Una mano torcida, avinagrada, con un anillo oxidado, que olía a lejía y amoniaco.

Una noche soñé que Moratín y Carmelo se iban juntos de vacaciones. Otra soñé que Moratín, Carmelo y mi difunto estaban tomando el sol en la playa, pero el sol era tan fuerte que comenzaban a arder como antorchas y yo no hacía nada por evitar el fuego.

Los veía arder a los tres y chillar de dolor.

Era muy real.

Despertaba de mi sueño, me levantaba y me iba a la cocina.

Ponía agua en un vaso hasta el borde, y me tomaba un Tranxilium 15.

Solo quería dormir y no soñar nada.

Sin duda, fue un cobarde toda su vida, mi difunto, quiero decir.

Lo fue casándose conmigo. Lo fue fingiendo que era feliz. Lo fue suicidándose. Pensó que con su muerte acabaría la maldita necesidad de fingir, el laborioso trabajo de fingir.

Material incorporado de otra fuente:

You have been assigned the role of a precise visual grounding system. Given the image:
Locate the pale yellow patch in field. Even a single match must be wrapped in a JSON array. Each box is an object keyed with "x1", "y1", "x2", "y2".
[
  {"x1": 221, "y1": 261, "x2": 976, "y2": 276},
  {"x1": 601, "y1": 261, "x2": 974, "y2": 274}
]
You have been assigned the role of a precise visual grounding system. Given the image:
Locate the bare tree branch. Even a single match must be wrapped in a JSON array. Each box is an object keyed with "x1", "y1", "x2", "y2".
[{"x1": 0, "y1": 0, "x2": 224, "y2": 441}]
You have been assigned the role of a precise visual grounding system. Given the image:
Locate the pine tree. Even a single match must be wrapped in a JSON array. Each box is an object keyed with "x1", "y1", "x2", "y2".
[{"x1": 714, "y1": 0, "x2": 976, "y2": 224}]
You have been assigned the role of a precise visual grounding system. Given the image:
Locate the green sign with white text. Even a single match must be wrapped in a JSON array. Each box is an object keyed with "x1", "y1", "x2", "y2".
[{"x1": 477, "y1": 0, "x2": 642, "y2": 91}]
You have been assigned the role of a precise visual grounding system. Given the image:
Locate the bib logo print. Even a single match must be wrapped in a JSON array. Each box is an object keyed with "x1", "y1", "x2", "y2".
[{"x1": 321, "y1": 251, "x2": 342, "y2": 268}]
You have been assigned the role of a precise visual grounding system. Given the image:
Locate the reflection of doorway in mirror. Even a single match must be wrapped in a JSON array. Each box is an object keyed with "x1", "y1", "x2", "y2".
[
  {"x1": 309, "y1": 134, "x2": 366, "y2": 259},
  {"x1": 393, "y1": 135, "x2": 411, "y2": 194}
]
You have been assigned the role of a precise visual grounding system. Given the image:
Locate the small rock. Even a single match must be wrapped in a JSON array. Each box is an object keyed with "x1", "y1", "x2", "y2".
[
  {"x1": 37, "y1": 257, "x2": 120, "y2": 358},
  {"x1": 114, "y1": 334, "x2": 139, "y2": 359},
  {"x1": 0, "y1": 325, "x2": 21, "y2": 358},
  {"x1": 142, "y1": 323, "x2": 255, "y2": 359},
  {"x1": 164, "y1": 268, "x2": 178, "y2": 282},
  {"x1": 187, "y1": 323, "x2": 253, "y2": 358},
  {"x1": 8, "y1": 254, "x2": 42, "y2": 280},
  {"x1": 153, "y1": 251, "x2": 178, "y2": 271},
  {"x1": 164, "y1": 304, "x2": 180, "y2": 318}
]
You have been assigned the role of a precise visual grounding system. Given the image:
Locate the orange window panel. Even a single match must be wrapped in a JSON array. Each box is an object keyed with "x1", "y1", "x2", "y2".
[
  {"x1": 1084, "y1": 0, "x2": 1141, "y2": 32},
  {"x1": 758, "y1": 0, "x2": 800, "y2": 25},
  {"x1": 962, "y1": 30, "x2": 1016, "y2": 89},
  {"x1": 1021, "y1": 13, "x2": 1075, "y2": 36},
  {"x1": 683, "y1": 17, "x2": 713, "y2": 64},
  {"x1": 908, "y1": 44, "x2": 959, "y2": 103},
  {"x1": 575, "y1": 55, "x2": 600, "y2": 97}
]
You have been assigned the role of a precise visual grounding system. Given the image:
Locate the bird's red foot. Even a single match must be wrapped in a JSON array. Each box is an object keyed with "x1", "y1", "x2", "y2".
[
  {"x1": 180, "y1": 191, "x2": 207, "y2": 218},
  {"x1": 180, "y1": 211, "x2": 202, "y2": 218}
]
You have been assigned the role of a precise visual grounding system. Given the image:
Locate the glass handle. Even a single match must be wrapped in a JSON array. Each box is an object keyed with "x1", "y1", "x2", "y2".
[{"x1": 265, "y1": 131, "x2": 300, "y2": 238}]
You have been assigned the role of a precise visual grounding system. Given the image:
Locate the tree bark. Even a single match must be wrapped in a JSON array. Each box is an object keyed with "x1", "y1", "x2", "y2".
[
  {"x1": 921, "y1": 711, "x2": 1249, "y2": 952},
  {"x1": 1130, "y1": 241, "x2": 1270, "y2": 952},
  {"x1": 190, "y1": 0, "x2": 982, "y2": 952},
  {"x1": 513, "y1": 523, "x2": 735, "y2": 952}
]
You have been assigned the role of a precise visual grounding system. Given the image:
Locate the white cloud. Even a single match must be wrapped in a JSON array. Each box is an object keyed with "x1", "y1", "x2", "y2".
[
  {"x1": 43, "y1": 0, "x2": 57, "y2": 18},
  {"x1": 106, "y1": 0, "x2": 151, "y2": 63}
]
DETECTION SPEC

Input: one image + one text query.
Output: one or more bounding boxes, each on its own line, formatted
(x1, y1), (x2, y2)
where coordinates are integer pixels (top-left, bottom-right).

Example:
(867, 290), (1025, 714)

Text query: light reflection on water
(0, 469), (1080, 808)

—En fin —dije—, todas estas son las razones por las que pido que mi marido sea devuelto a la vida. Quiero que me explique a la cara tantas mentiras. Es un caso moral.

Mi solicitud fue aceptada y comenzaron todos los trámites tecnológicos. He de decir que Moratín testificó a mi favor, y eso fue decisivo.

También, de alguna forma, Carmelo, mi vecino, tuvo un papel protagonista en la tramitación de mi expediente, pues firmó una carta en la que afirmaba haberme visto rebuscar entre los muertos del cementerio que está cerca de nuestra casa.

Escribió lo siguiente: «Sale por la noche con una pequeña pala y va al cementerio católico del Carmen, y allí hace pequeños hoyos, sin intención sacrílega, pues ni siquiera hace los hoyos dentro del cementerio, sino en los muros de fuera, y acerca su boca al pequeño hoyo y llama a su marido con un alarido ensordecedor».

Todo esto era mentira.

Carmelo lo firmó para favorecerme.

Y su carta fue tenida en cuenta.

Iban a traer, pues, a mi marido de entre los muertos.

Lo iban a traer de vuelta.

Le iba a poder preguntar al fin que por qué eligió morir en vez de divorciarse.